Two separate systems interact to produce climate cycles

According to a new study, the interaction of two major climate trends affects weather cycles and ecosystems.

Researchers from the University of Alcala de Henares and the University of the Basque Country are answering some important questions about changing weather patterns. The interaction of two major climate trends affects weather cycles and ecosystems, according to the study.

The North Atlantic Oscillation (NAO), which is largely responsible for drought in Europe, is a large-scale fluctuation in the atmosphere located between the area of subtropical high pressures and the low polar pressure in the North Atlantic basin. The NAO impacts a range of activities in the environment, ranging from tree growth to forestry pest cycles.

The researchers have determined that inconsistencies in climate cycles – when events such as long-term forestry production did not match up to what was predicted by the NAO values – can be attributed to changes in the surface temperatures of the Atlantic Ocean. These periodic anomalies are known as the Atlantic Multidecadal Oscillation (AMO). The experts determined that the AMO significantly impacts the atmosphere, yet the effects are not seen immediately.

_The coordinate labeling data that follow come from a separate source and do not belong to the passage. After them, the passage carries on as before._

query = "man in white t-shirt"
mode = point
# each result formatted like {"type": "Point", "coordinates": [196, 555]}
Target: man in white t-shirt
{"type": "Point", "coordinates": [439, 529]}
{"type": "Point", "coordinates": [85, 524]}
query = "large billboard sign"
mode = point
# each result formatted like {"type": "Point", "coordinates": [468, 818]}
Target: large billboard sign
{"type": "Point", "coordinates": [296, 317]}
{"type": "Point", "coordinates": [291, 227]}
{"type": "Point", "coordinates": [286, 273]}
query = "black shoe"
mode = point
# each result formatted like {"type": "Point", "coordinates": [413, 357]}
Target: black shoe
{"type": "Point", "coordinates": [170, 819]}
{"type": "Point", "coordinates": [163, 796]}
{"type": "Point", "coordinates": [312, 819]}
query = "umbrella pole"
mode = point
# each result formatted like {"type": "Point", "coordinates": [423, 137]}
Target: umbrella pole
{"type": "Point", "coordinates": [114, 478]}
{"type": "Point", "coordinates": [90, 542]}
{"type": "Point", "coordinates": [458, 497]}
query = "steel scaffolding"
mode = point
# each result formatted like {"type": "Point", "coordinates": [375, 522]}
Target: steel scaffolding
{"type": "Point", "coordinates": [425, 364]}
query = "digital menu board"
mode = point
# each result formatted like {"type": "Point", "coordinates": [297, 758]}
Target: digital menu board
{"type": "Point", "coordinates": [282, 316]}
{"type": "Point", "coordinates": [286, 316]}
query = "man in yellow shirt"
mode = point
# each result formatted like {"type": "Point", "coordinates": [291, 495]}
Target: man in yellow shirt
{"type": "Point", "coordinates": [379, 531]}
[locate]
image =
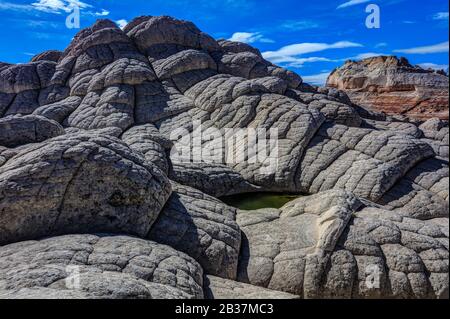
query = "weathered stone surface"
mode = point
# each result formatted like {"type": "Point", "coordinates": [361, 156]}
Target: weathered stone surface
{"type": "Point", "coordinates": [331, 246]}
{"type": "Point", "coordinates": [202, 227]}
{"type": "Point", "coordinates": [219, 288]}
{"type": "Point", "coordinates": [394, 86]}
{"type": "Point", "coordinates": [50, 55]}
{"type": "Point", "coordinates": [108, 267]}
{"type": "Point", "coordinates": [17, 130]}
{"type": "Point", "coordinates": [79, 183]}
{"type": "Point", "coordinates": [136, 106]}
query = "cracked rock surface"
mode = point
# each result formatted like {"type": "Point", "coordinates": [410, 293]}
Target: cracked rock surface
{"type": "Point", "coordinates": [102, 138]}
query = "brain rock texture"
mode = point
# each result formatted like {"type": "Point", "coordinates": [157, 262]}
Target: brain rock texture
{"type": "Point", "coordinates": [91, 179]}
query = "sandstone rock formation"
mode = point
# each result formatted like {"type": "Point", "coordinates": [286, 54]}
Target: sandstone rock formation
{"type": "Point", "coordinates": [99, 143]}
{"type": "Point", "coordinates": [392, 85]}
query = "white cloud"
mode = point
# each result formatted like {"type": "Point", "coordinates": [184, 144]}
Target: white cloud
{"type": "Point", "coordinates": [249, 37]}
{"type": "Point", "coordinates": [351, 3]}
{"type": "Point", "coordinates": [58, 6]}
{"type": "Point", "coordinates": [434, 66]}
{"type": "Point", "coordinates": [303, 48]}
{"type": "Point", "coordinates": [441, 16]}
{"type": "Point", "coordinates": [122, 23]}
{"type": "Point", "coordinates": [436, 48]}
{"type": "Point", "coordinates": [317, 79]}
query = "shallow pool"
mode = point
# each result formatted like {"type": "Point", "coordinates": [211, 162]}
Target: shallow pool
{"type": "Point", "coordinates": [252, 201]}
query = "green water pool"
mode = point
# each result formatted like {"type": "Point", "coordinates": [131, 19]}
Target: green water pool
{"type": "Point", "coordinates": [252, 201]}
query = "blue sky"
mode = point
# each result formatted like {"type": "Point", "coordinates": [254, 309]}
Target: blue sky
{"type": "Point", "coordinates": [309, 37]}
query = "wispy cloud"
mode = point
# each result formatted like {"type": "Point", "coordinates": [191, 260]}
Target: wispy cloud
{"type": "Point", "coordinates": [58, 6]}
{"type": "Point", "coordinates": [381, 45]}
{"type": "Point", "coordinates": [436, 48]}
{"type": "Point", "coordinates": [317, 79]}
{"type": "Point", "coordinates": [102, 13]}
{"type": "Point", "coordinates": [294, 62]}
{"type": "Point", "coordinates": [351, 3]}
{"type": "Point", "coordinates": [14, 6]}
{"type": "Point", "coordinates": [441, 16]}
{"type": "Point", "coordinates": [122, 23]}
{"type": "Point", "coordinates": [250, 37]}
{"type": "Point", "coordinates": [304, 48]}
{"type": "Point", "coordinates": [298, 25]}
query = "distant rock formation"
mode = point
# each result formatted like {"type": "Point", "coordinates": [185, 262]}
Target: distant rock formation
{"type": "Point", "coordinates": [392, 85]}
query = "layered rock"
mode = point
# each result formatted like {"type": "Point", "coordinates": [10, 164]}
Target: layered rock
{"type": "Point", "coordinates": [394, 86]}
{"type": "Point", "coordinates": [104, 138]}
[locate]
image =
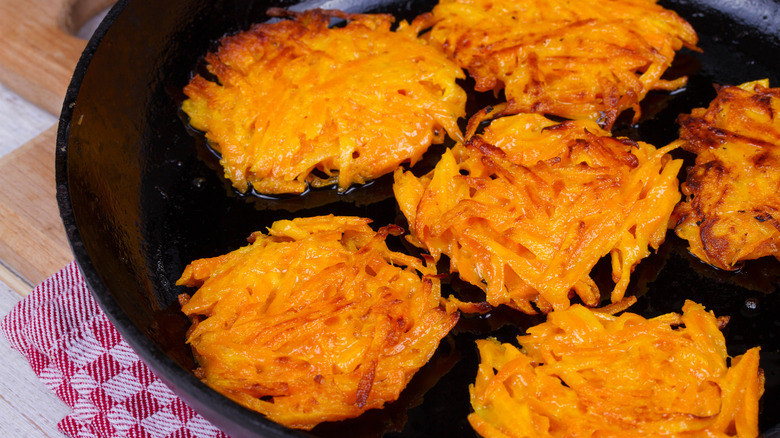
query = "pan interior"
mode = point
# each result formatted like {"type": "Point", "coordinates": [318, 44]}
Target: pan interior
{"type": "Point", "coordinates": [141, 196]}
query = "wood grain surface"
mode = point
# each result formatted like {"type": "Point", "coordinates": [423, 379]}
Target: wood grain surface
{"type": "Point", "coordinates": [32, 238]}
{"type": "Point", "coordinates": [37, 59]}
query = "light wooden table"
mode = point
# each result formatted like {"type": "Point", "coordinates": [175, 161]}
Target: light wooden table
{"type": "Point", "coordinates": [35, 66]}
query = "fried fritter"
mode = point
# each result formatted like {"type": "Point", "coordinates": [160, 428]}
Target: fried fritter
{"type": "Point", "coordinates": [586, 373]}
{"type": "Point", "coordinates": [315, 321]}
{"type": "Point", "coordinates": [581, 59]}
{"type": "Point", "coordinates": [526, 210]}
{"type": "Point", "coordinates": [732, 208]}
{"type": "Point", "coordinates": [296, 103]}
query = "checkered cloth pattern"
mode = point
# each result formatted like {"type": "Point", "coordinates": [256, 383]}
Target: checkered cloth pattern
{"type": "Point", "coordinates": [73, 348]}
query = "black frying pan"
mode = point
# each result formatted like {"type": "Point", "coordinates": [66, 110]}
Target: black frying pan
{"type": "Point", "coordinates": [141, 196]}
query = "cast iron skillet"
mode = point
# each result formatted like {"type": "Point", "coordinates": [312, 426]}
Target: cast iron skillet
{"type": "Point", "coordinates": [141, 196]}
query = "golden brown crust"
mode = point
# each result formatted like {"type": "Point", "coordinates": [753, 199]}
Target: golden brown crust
{"type": "Point", "coordinates": [315, 321]}
{"type": "Point", "coordinates": [525, 210]}
{"type": "Point", "coordinates": [298, 103]}
{"type": "Point", "coordinates": [586, 374]}
{"type": "Point", "coordinates": [576, 59]}
{"type": "Point", "coordinates": [732, 208]}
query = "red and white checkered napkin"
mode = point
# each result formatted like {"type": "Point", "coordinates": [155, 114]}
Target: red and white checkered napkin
{"type": "Point", "coordinates": [78, 354]}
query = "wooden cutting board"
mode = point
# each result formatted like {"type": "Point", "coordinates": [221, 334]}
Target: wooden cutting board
{"type": "Point", "coordinates": [37, 58]}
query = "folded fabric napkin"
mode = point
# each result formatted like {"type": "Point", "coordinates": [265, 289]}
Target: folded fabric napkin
{"type": "Point", "coordinates": [73, 348]}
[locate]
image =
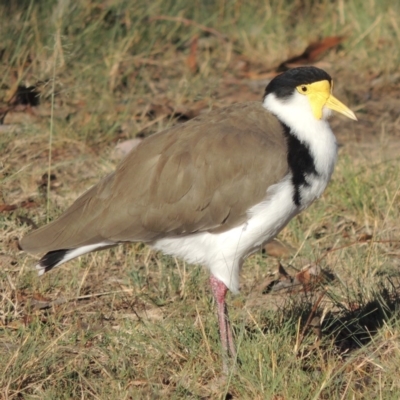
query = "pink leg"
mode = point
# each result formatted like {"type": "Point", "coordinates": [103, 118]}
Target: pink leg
{"type": "Point", "coordinates": [219, 291]}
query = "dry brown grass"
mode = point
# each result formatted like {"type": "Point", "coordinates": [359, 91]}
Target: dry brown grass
{"type": "Point", "coordinates": [131, 323]}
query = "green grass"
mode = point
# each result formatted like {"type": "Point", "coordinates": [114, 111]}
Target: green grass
{"type": "Point", "coordinates": [129, 323]}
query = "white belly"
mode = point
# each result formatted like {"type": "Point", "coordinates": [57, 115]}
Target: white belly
{"type": "Point", "coordinates": [223, 253]}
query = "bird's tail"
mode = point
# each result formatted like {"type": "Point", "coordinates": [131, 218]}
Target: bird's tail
{"type": "Point", "coordinates": [55, 258]}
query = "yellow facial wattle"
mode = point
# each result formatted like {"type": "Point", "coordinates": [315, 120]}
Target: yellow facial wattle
{"type": "Point", "coordinates": [320, 96]}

To test out this theory, the research team analyzed data from historical archives, climatology, statistical models, and forestry ecology.

“It has been a fascinating piece of work, dusting off archives of the end of the 19th century to get accurate estimates about how the productivity of forests across the Peninsula evolved over the last century and analyse them using 21st-century tools to understand the causes of the climate cycles and their consequences for the productivity of ecosystems,” said the authors of the study.

The research was primarily focused on pine forests in the Spanish regions of Castilla-La Mancha and in Castilla y Len. The study revealed for the first time that it is the interaction of the two climate modes, NAO and AMO, that largely controls the productivity of ecosystems.

“The monitoring of the climate modes analyzed may help to predict periods of severe drought, although it would not be an easy task, thus encouraging the applying of measures to adapt the forests more effectively,” said study co-author Asier Herrero.

The findings of this analysis could be utilized by land managers for water, agricultural, and forestry planning. The research could be particularly useful in assessing the climate vulnerability of ecosystems.

The study is published in the journal Nature Communications.